あの夏。爆豪は不本意ながら忘れられない敗北を味わった。10年間も再戦することが叶わず、ずっと抱えてきた憤り。
移はあの夏のことなんて全く覚えていない。自分は一目見て気付いたというのに。腹が立つ一方で、仕方がないとも理解していた。幼い頃にたった数十分一緒に居ただけの幼児のことなんて、覚えている筈がない。しかし爆豪の中には、消えることのない屈辱が長年蓄積されていたのだ。

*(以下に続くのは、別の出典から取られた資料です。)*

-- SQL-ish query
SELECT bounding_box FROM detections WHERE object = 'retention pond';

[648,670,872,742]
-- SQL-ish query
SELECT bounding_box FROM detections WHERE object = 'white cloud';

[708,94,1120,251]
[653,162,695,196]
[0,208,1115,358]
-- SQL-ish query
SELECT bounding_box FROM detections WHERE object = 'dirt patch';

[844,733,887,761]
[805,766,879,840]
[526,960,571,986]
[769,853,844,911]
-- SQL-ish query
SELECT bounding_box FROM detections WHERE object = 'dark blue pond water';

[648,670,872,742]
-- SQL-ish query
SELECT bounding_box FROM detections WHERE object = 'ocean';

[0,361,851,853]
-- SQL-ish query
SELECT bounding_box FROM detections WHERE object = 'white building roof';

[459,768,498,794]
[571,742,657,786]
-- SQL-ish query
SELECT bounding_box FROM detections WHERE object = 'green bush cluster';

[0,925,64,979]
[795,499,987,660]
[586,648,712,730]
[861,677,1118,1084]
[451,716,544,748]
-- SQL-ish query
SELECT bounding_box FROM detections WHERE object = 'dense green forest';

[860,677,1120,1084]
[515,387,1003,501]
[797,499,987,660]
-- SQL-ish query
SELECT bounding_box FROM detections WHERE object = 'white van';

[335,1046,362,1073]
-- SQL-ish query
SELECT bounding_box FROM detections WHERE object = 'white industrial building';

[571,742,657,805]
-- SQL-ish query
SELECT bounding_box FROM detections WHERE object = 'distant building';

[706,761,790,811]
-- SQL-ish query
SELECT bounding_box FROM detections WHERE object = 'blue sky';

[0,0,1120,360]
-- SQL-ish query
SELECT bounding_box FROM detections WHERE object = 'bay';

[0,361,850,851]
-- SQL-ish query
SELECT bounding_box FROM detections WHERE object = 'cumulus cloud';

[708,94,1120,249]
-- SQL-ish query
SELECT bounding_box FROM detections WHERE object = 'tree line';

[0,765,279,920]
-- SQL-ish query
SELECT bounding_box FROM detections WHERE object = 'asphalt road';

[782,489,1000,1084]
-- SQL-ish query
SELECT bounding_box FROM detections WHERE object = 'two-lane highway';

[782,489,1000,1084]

いま、彼女が言ったことは〝轟戦で抱えた鬱憤〟のことだと分かっている。
だけど爆豪は。爆豪の中では。10年間燻っていたドロドロの重油のような火種が燃え盛り始めていた。
「──上等だ、空戸」
移は鏡に向けていた視線を爆豪に移す。彼はいま、出会って初めて彼女の名前を呼んだ。
「
10年ぶりの直接対決。互いに認識の齟齬はあるものの、2人の闘志は研ぎ澄まされていた。
──まもなく、雄英体育祭1年ステージ最後の闘いが始まる。